Neue Kolumne

 
30. September 2023

Unfall in den Bergen

Ein junger Mann begibt sich mit einer Gruppe auf eine hochalpine Bergtour. Wegen der kalten Wetterbedingungen kommt die Gruppe langsamer voran als erwartet. Beim Aufstieg bricht das Steigeisen am linken Fuss des Mannes, und er verliert einen Aussenhandschuh. Erst um Mitternacht erreicht die Gruppe den Gipfel. Das Wetter verschlechtert sich weiter und erschwert die Orientierung. Hinzu kommt die Müdigkeit, weshalb die Gruppe noch langsamer vorwärtskommt. Als ein Pistenfahrzeug die Gruppe am Morgen findet, hat der junge Mann Erfrierungen an den Fingern der rechten Hand.

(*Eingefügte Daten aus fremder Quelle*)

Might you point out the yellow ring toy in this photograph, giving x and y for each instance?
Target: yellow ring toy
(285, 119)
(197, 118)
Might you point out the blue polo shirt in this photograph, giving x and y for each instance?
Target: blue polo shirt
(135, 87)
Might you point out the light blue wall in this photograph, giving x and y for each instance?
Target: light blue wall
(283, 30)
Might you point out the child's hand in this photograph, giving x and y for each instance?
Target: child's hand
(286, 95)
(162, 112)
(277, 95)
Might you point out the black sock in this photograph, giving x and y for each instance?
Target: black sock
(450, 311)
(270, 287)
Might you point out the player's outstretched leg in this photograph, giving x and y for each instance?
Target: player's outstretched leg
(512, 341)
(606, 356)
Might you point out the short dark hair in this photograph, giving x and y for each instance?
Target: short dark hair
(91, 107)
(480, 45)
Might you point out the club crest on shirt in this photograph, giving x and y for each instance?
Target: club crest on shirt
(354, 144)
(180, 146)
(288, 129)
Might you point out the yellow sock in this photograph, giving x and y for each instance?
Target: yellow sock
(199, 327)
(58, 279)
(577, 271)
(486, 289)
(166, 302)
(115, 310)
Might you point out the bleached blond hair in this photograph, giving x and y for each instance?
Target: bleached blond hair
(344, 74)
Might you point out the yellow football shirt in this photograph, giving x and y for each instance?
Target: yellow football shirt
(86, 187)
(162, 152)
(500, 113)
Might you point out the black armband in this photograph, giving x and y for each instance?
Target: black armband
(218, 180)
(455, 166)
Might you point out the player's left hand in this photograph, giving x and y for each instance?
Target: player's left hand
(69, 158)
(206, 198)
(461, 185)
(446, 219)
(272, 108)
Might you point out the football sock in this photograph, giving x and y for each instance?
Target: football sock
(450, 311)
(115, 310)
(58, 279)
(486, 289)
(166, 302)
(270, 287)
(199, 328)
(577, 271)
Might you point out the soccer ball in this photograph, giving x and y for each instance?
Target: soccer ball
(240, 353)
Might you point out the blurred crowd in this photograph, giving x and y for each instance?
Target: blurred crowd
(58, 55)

Die Versicherung, bei welcher der Mann über seinen Arbeitgeber gegen die Folgen von Unfall versichert ist, verneint ihre Leistungspflicht. Sie stellt sich auf den Standpunkt, es liege kein Unfall vor. Es sei allein die Kälte, welche die Erfrierungen verursacht habe.

Das Zürcher Sozialversicherungsgericht geht von einem Unfall aus und verpflichtet die Versicherung, die gesetzlichen Leistungen zu erbringen. Es hält fest, dass eine Schädigung nur dann als Unfall gilt, wenn sie auf ausserordentliche, unvorhersehbare Umstände zurückzuführen ist. Nicht aussergewöhnlich sei auf einer Höhe von 3500 bis 3600 Metern über Meer grosse Kälte, die Erfrierungen verursachen könne. Verschiedene Umstände (Wetter, Bruch des Steigeisens und Verlust des Handschuhs) hätten aber unweigerlich dazu geführt, dass die Route länger gedauert habe als vorgesehen. Das Gericht bezeichnet die Umstände in einer Gesamtschau als ausserordentlich und zumindest teilweise unvorhersehbar. Es geht von einem Ausnahmefall aus, der es gebietet, die erlittenen Erfrierungen als Unfallfolgen einzustufen.

Autorin: Andrea Gisler
erschienen im «Gossauer Info»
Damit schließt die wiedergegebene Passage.